C# Anonymous Methods & The Action Object

Two interesting additions to the 2.0 C# language are the Action<> object, and anonymous methods. The Action<> object lets you specify an action to be performed on an object. And the anonymous method lets you specify a method with no body (thus… the anonymity).

The Action Object

public delegate void Action<T>(T obj);

The Action object is used to perform some action on an object and is a perfect place to use an anonymous method.

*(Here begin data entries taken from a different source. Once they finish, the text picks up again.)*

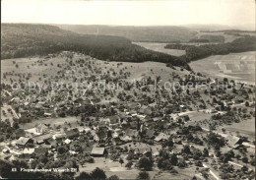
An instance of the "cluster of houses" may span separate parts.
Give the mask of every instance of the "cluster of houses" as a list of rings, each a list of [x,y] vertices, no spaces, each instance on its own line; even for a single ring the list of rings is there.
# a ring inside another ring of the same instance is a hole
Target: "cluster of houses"
[[[91,70],[96,67],[93,63],[87,65]],[[65,68],[62,67],[58,74],[62,75],[64,71]],[[98,90],[88,90],[86,93],[83,93],[83,90],[78,90],[76,94],[73,94],[72,90],[65,88],[55,90],[54,98],[50,96],[51,90],[32,95],[26,94],[22,90],[9,92],[4,103],[10,104],[14,109],[19,106],[19,117],[14,119],[19,123],[26,124],[38,118],[59,118],[61,121],[61,117],[86,117],[81,120],[78,118],[72,125],[55,126],[42,121],[31,129],[18,128],[14,132],[15,140],[1,143],[1,158],[10,161],[17,158],[32,161],[35,155],[46,153],[53,153],[57,158],[58,148],[61,146],[67,147],[70,154],[86,152],[92,156],[105,156],[112,147],[122,147],[130,143],[147,145],[129,147],[137,154],[151,151],[154,156],[159,156],[160,148],[155,147],[160,147],[162,142],[168,141],[170,137],[178,147],[172,150],[172,153],[180,154],[182,146],[188,142],[188,134],[203,134],[200,124],[191,121],[186,112],[208,109],[209,113],[218,113],[225,110],[218,102],[207,102],[196,90],[170,94],[166,90],[160,89],[157,92],[153,90],[154,82],[149,81],[149,78],[137,81],[134,85],[123,80],[121,76],[102,76],[100,73],[96,68],[89,79],[94,75],[94,80],[119,80],[125,85],[124,90],[115,90],[114,92],[105,90],[103,93],[99,93]],[[75,75],[71,74],[64,79],[74,80]],[[82,78],[76,79],[80,80]],[[145,80],[148,84],[138,86]],[[218,90],[218,85],[211,86],[212,90]],[[207,93],[203,90],[200,92]],[[28,96],[30,98],[26,98]],[[217,97],[216,101],[222,102],[226,108],[233,103],[242,103],[244,97],[240,97],[233,99],[226,94],[226,98]],[[115,100],[111,101],[112,98]],[[227,136],[225,139],[230,149],[239,149],[242,144],[241,139],[235,136]]]

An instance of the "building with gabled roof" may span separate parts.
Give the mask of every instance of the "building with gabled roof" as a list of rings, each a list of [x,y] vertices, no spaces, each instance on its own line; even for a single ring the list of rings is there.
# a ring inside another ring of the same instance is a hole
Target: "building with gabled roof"
[[[91,155],[93,156],[102,156],[105,153],[105,148],[93,148]]]

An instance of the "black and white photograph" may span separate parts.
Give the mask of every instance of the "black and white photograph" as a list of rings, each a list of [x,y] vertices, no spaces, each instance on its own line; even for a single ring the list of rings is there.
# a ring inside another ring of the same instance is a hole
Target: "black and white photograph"
[[[255,179],[255,0],[1,0],[0,179]]]

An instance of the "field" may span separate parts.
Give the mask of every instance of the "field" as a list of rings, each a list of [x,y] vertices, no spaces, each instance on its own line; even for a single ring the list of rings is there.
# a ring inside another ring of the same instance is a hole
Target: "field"
[[[248,137],[255,141],[255,119],[251,118],[232,125],[224,126],[227,131],[232,132],[234,135],[239,133],[241,136]]]
[[[74,57],[74,60],[79,58],[85,58],[88,56],[77,56]],[[38,60],[43,60],[42,64],[39,65],[36,63]],[[93,60],[90,58],[90,60]],[[179,71],[180,68],[176,67],[176,70],[166,67],[164,63],[158,63],[158,62],[143,62],[143,63],[129,63],[129,62],[122,62],[121,65],[118,67],[117,64],[119,62],[105,62],[95,59],[94,62],[96,64],[97,68],[101,68],[102,73],[106,73],[110,69],[113,69],[115,72],[119,72],[121,68],[126,68],[127,72],[131,73],[131,76],[127,78],[127,81],[134,81],[134,80],[141,80],[147,76],[160,76],[162,81],[168,81],[170,79],[170,75],[172,73],[176,73],[180,76],[184,76],[188,74],[188,71]],[[30,79],[31,82],[36,82],[40,78],[42,80],[46,80],[50,77],[54,77],[57,75],[57,67],[58,64],[65,64],[65,59],[62,57],[54,57],[50,59],[43,59],[39,57],[33,58],[17,58],[17,59],[8,59],[1,61],[1,79],[2,82],[9,82],[9,79],[3,79],[3,74],[6,72],[16,72],[20,74],[24,73],[31,73],[32,78]],[[16,68],[16,64],[19,68]],[[29,67],[28,67],[29,66]],[[79,73],[80,68],[76,68],[74,71],[75,76],[81,76]],[[43,76],[47,78],[43,78]],[[19,80],[18,76],[14,76],[13,80]]]
[[[133,43],[143,46],[147,49],[163,52],[165,54],[169,54],[173,56],[181,56],[186,53],[185,50],[165,49],[164,46],[166,45],[166,43],[157,43],[157,42],[133,42]]]
[[[202,72],[213,78],[229,78],[255,84],[255,51],[210,56],[193,61],[189,66],[195,72]]]

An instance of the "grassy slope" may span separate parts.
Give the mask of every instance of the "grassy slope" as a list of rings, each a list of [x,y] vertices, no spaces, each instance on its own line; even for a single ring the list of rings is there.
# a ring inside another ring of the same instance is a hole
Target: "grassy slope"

If we define a method “Write” that writes the value of an integer to the console, and define a delegate with the same signature as the method

private delegate void WriteHandler(int value);

public static void Write(int value)
{
Console.WriteLine(“value=” + value.ToString());
}

We can create a method that returns an Action<int> object that fires the delegate.

public static Action<int> WriteMessage()
{
WriteHandler whndl = new WriteHandler(Write);
return new Action<int>(whndl);
}

And we can wire it up like this

public static void Run()
{
Action<int> f = WriteMessage();
int x = 0;
while (x++ <= 5)
{
f(x);
}
}

And we’ll get these results

value=1
value=2
value=3
value=4
value=5
value=6

Which in itself is pretty cool, but even better…

We can also do the same thing using an anonymous method and drastically reduce the complexity and amount of code required.  An anonymous method is a method with no declaration.  Basically the functionality is declared along with the delegate. The sample below will return the same results.

class Sample
{
public static void Run()
{
Action<int> f = WriteMessage();
int x = 0;
while (x++ <= 5)
{
f(x);
}
}

public static Action<int> WriteMessage()
{
// Anonymous – no method body declared
return delegate(int value)
{
Console.WriteLine(“value=” + value.ToString());
};
}
}

Notice that the compiler can figure out that an Action<int> object needs to be created in order to be returned and takes care of it.